Seni berjual-beli (trading) saham sedikit berbeda dari investasi saham untuk jangka menengah panjang kendati prinsip dasarnya sama, yakni mesti memiliki nilai fundamental yang bagus. Namun, dalam perdagangan, naik-turunnya harga saham tidak semata-mata karena faktor fundamental, tetapi juga ada unsur sentimen dan aspek yang sulit dianalisis secara matematika karena lebih mengedepankan persepsi dan ekspektasi.

Nah, untuk mendapat keuntungan dari transaksi jual-beli jangka pendek, bisa melihat pergerakan harga saham ketika pasar baru dibuka. Sebagai investor ritel, tentu Anda tidak memiliki dana cukup untuk menggerakkan harga saham. Namun, ibarat ikan teri, tentunya bisa nebeng di pergerakan ikan paus. Dengan kata lain, jika yakin saham Anda akan bergerak harganya karena saat pasar dibuka harga saham tersebut langsung bergerak yang berarti ada permintaan besar, Anda bisa ikut membeli saham itu.

Di sisi lain, Anda tentu tidak tahu apakah si investor besar akan memegang saham tersebut dalam jangka waktu lama atau kemudian menjualnya lagi setelah memperoleh keuntungan potensial dan melakukan aksi ambil untung. Di sinilah kerap terjadi musibah bagi investor ritel karena terlambat menjual.

Oleh karena itu, agar Anda tidak terjebak situasi itu, jika Anda bermain saham untuk dijual segera, tidak boleh serakah. Konkretnya, jika harga di pasar sudah lebih tinggi dari harga beli, maka sesegera mungkin saham itu dijual lagi. Tidak perlu kecewa kalau ternyata harga saham itu terus melambung. Ingat, Anda adalah investor ritel yang cuma mengikuti ”paus”. Tentu harus tahu kapan menyingkir agar tidak terimpit paus kalau tiba-tiba sang paus putar haluan.

Seni lain

Adakah seni yang lain? Ada. Anda mesti sangat hati-hati menggunakan dana yang terbatas. Caranya, belilah saham yang sektornya terdiversifikasi, pecah dana ke dalam beberapa saham.

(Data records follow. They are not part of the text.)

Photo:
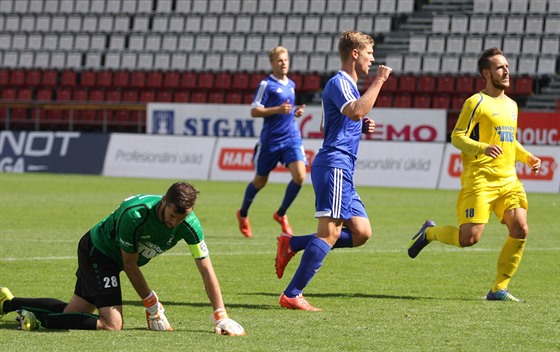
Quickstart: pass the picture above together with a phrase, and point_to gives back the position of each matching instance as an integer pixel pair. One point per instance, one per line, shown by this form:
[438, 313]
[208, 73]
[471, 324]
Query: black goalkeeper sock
[67, 321]
[44, 304]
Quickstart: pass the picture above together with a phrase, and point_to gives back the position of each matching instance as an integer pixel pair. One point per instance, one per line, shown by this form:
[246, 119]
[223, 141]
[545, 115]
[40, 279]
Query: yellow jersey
[484, 121]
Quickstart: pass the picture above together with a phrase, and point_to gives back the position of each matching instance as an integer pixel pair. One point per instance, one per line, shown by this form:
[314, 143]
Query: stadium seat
[164, 96]
[188, 80]
[234, 98]
[154, 79]
[407, 84]
[441, 101]
[137, 79]
[68, 78]
[422, 101]
[181, 96]
[402, 101]
[445, 84]
[384, 101]
[147, 96]
[464, 84]
[105, 78]
[426, 84]
[205, 80]
[49, 78]
[216, 97]
[121, 78]
[198, 97]
[171, 79]
[88, 78]
[223, 80]
[17, 77]
[33, 77]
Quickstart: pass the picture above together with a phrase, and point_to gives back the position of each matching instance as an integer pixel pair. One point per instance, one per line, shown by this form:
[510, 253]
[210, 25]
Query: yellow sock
[508, 261]
[443, 234]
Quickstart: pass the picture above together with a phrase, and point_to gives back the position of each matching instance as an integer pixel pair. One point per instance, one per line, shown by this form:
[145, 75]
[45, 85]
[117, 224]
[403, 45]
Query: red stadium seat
[216, 97]
[17, 78]
[205, 80]
[422, 101]
[88, 78]
[105, 78]
[464, 84]
[255, 79]
[223, 80]
[147, 96]
[130, 96]
[68, 78]
[523, 85]
[49, 78]
[121, 79]
[188, 80]
[234, 98]
[441, 101]
[164, 96]
[32, 77]
[241, 81]
[426, 84]
[4, 77]
[384, 100]
[446, 84]
[198, 97]
[311, 82]
[403, 101]
[154, 79]
[171, 79]
[137, 79]
[407, 84]
[181, 96]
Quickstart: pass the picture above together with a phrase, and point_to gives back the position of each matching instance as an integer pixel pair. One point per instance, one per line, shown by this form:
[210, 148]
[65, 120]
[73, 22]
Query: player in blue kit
[141, 228]
[343, 221]
[280, 140]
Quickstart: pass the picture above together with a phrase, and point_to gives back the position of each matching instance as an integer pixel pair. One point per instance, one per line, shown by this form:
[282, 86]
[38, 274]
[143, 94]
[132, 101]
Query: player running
[485, 134]
[141, 228]
[280, 140]
[343, 221]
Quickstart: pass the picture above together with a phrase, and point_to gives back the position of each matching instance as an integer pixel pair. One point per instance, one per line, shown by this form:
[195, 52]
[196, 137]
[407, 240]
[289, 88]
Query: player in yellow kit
[486, 135]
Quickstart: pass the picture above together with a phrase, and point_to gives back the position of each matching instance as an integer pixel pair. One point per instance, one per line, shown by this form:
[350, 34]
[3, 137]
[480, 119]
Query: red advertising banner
[540, 128]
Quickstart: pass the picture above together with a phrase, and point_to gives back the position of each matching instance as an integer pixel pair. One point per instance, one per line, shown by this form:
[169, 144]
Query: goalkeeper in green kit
[141, 228]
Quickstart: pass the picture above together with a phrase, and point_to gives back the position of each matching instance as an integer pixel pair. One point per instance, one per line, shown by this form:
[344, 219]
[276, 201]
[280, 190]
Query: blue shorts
[335, 194]
[266, 157]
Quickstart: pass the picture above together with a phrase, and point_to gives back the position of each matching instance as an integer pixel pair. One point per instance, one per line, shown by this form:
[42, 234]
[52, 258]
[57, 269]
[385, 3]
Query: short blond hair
[275, 51]
[350, 40]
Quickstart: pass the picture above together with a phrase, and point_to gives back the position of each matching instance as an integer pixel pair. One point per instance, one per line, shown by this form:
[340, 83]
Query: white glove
[226, 325]
[155, 316]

Dengan demikian, jika satu saham turun, saham lain bisa meningkat.

Kalau hasil transaksi dikonsolidasikan, Anda tetap akan memperoleh hasil, tetapi tidak sebesar investor institusi. Sisi baiknya, risiko Anda juga menjadi tidak terlalu besar.

Singkatnya, seni bermain saham sebenarnya perpaduan antara kelihaian dalam menentukan kapan masuk dan kapan keluar, dibarengi itikad memperoleh keuntungan secukupnya, tanpa serakah, serta mendiversifikasi saham yang dibeli. Selamat mencoba.